Samolot Tu-154M podchodził do lądowania tylko raz

Tylko jedną próbę lądowania podjął samolot polskiego prezydenta, który rozbił się 10 kwietnia pod Smoleńskiem - poinformowała w czwartek szefowa Międzyrządowego Komitetu ds.

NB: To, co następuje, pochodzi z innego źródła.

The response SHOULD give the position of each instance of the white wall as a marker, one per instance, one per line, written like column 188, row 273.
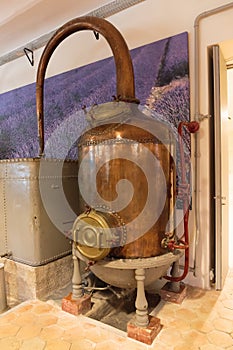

Lotnictwa (MAK) Tatiana Anodina.

Anodina zwróciła się do mediów z prośbą, by nie ufały doniesieniom różnych źródeł na temat przyczyn katastrofy.

"Prace trwają, są prowadzone starannie, skrupulatnie, w pełnej współpracy ze stroną polską" - powiedziała Anodina, zapewniając, że po zakończeniu prac komisja ogłosi ich wyniki.

Dodała też, że informacja, która pojawiła się w mediach, o trzech-czterech próbach podchodzenia do lądowania, nie odpowiada prawdzie.

"Mogę oświadczyć, że była jedna próba lądowania" - powiedziała Anodina.

Zapewniła, że komisja techniczna MAK będzie regularnie informować o przebiegu dochodzenia.

Tu-154M z polską delegacją lecącą na uroczystości rocznicowe do Katynia rozbił się 10 kwietnia pod Smoleńskiem. Zginęło 96 osób, w tym prezydent Lech Kaczyński i jego żona Maria.